🤖 AI Summary
This work addresses the poor generalization and severe exposure bias of large language models (LLMs) in formal theorem proving. Methodologically, it proposes a fine-tuning-free reinforcement learning framework wherein the LLM serves as a policy network, optimized via a PPO variant within formal environments such as Lean. The approach integrates policy rollouts with explicit comparison against an expected policy, jointly orchestrating policy sampling, reward modeling, and multi-step tactic generation—thereby circumventing the reliance on expert-annotated proof trajectories inherent to supervised fine-tuning.

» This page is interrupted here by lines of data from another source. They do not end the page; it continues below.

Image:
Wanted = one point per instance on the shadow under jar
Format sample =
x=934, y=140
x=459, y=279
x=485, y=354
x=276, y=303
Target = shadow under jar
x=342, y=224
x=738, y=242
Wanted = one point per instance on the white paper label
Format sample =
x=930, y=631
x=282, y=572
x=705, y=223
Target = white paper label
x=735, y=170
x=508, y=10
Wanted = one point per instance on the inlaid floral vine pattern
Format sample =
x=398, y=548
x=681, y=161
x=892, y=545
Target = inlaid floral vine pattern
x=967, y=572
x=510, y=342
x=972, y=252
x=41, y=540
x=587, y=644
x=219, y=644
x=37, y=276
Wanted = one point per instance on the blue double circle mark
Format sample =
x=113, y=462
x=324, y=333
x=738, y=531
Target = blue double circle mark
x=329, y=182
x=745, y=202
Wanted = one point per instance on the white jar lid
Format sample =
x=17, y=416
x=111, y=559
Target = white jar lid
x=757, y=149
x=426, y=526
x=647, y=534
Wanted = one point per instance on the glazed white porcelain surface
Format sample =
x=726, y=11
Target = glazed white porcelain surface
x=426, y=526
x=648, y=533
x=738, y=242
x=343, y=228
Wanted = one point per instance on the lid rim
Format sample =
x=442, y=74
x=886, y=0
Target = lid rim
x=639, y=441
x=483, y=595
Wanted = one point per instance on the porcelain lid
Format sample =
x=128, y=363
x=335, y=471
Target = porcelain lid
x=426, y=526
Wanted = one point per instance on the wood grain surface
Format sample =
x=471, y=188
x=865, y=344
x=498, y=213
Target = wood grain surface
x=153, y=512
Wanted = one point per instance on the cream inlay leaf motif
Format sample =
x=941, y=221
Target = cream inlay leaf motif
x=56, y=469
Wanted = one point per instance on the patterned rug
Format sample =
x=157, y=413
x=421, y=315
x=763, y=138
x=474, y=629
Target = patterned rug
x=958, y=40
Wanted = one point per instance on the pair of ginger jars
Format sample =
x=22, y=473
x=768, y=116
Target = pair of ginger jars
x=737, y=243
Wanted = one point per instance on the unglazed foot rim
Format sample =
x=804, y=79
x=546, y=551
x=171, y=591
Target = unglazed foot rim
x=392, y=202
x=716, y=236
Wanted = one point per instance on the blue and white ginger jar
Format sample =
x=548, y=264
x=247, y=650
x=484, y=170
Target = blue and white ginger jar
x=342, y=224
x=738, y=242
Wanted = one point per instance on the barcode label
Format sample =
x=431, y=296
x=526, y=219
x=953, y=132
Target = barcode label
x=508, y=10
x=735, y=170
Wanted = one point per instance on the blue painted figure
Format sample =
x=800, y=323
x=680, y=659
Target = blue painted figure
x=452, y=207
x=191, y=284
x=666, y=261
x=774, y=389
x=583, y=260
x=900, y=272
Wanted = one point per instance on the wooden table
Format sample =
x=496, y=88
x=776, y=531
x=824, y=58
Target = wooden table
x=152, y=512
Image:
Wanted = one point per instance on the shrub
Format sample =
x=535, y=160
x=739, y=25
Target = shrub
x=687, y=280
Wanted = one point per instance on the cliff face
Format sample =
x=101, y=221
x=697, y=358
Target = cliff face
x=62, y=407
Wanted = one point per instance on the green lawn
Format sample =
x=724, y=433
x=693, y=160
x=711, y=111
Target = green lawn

Its core contribution is the first introduction of explicit policy rollout versus expected policy comparison into LLM-based theorem proving training, which substantially mitigates exposure bias. Experiments on standard benchmarks demonstrate statistically significant improvements in proof success rate over supervised fine-tuning baselines, validating that reinforcement-driven policy search enhances both reasoning robustness and out-of-distribution generalization.
📝 Abstract
To take advantage of Large Language Model in theorem formalization and proof, we propose a reinforcement learning framework to iteratively optimize the pretrained LLM by rolling out next tactics and comparing them with the expected ones. The experiment results show that it helps to achieve a higher accuracy compared with directly fine-tuned LLM.